Le projet de loi laisse expressément ouverte la possibilité d'introduire ultérieurement des évolutions complémentaires, que le cadre international vienne à se modifier ou que l'intérêt national le justifie. Cette flexibilité assumée témoigne d'une volonté de ne pas figer le dispositif, tout en répondant dès à présent aux exigences minimales posées par la communauté internationale.

Pour les groupes multinationaux implantés dans la Principauté, cette approche offre un cadre lisible et prévisible, sans rupture brutale avec l'environnement fiscal existant.
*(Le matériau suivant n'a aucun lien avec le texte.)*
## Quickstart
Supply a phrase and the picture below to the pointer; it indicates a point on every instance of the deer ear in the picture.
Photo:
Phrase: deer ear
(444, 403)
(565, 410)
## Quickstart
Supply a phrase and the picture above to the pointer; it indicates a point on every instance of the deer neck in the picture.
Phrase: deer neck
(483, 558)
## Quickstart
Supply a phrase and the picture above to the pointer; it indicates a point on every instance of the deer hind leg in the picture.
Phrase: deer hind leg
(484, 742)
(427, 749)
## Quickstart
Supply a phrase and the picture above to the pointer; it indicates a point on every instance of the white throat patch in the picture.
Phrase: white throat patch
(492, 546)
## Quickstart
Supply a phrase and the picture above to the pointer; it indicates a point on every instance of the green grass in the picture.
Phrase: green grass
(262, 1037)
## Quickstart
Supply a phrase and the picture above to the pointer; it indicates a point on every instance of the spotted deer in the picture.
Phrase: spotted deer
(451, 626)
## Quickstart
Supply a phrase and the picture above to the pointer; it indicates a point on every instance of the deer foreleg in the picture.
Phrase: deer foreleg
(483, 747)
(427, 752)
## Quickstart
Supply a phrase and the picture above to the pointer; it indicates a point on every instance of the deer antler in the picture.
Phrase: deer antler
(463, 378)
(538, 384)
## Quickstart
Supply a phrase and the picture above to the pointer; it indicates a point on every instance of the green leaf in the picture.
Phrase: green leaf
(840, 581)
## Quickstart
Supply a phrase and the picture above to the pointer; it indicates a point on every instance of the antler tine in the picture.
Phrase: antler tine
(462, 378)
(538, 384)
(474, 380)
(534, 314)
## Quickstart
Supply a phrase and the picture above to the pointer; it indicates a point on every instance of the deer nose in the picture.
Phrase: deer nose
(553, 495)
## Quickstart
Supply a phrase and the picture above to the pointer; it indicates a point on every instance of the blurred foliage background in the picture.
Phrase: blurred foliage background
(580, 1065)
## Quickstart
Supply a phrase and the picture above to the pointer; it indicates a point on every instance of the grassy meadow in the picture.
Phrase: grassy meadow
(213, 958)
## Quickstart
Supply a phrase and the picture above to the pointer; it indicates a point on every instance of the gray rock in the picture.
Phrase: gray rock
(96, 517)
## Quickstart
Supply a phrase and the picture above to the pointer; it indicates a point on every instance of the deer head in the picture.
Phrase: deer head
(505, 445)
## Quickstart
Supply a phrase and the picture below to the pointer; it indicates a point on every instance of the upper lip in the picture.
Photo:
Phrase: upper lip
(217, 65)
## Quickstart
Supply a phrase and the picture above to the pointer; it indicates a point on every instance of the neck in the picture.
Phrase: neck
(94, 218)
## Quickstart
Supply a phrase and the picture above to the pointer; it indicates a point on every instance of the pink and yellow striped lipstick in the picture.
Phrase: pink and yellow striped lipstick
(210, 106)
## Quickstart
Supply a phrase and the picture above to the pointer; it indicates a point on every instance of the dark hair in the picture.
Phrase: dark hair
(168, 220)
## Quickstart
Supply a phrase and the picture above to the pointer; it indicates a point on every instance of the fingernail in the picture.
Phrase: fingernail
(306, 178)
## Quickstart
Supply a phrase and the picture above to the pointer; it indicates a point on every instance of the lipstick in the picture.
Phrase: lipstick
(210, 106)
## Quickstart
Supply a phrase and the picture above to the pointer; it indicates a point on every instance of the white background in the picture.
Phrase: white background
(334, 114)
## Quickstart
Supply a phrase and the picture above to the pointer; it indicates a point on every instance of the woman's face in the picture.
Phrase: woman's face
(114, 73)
Un calendrier de mise en œuvre progressif

Le projet de loi prévoit une entrée en vigueur des dispositions pour les exercices ouverts à compter du 31 décembre 2026. Toutefois, les premières obligations déclaratives et les premiers versements de l'impôt complémentaire ne sont attendus qu'à compter de 2029, laissant aux entreprises concernées et à l'administration monégasque un délai raisonnable de préparation.

Ce calendrier, cohérent avec les échéances retenues dans d'autres juridictions, devra néanmoins être suivi de près par les directions fiscales des groupes concernés, qui devront anticiper les travaux de mise en conformité, notamment en matière de collecte des données nécessaires au calcul du taux effectif d'imposition par juridiction.